January Market Returns
Click on the attached PDF to see a graph that shows the average return following January. The average return of the remaining 11 months, after a positive January is 12.5%. Out of the last 58 years with a positive January, 12 ended negative (21%). The average return of the remaining 11 months, after a negative January is 7.6%. Out of 36 years with a negative January, 14 ended negative (39%).
Missing top-performing days can hurt your return. Click on the attached PDF to see a graph that shows a hypothetical $100,000 investment in the S&P 500 Index over the last 20 years (2001-2020). It shows that the investment consistently decreases as the number of days in the market missed increases. Since 22 of the 25 worst days in the market were within one month of one of the 25 best days, don't miss out when the market snaps back.

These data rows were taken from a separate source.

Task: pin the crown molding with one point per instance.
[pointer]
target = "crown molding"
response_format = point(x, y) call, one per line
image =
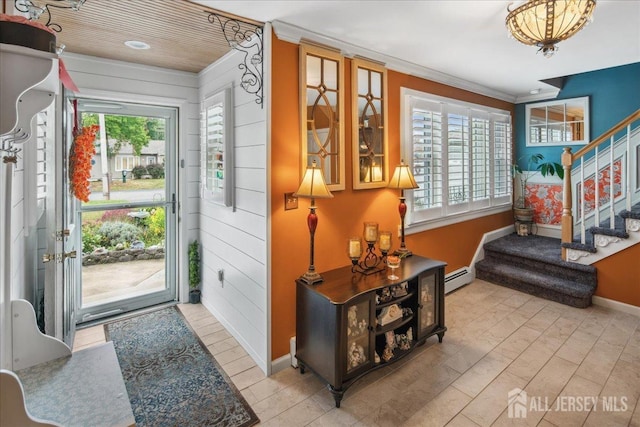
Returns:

Not all stocks are created equal, but there’s strength in numbers. U.S. stocks broadly gained 15.2% over the last 5 years. 34% of individual stocks lost money in the last 5 years while only 0.2% of mutual funds lost money in the last 5 years.
Small Cap Stocks
There has been a historic bounce back in small caps. Small cap stocks outperformed large caps in 2020 for the first time in 4 years. Click on the attached PDF to see graphs that show the historic small cap outperformance over large cap stocks in the last 4 months and the top 10 periods of small cap outperformance.
This past year was a record year for fund inflows and outflows. 2020 saw record outflows in equity funds, while bond funds had historic inflows. Click on the attached PDF to see a graph that shows the record divergence between stock and bond flows in 2020.
Interest Rate Predictions
Most economists can’t predict rates. A survey of more than 30 Wall Street economists shows that the year-over-year prediction of the directional change of the 10-Year U.S. Treasury Bond was only correct 45% of the time since 1992. Since 1992, economists predicted higher interest rates 23 out of 28 years. The average amount of error was 0.96%. The prediction for year end 2021 is 1.15%.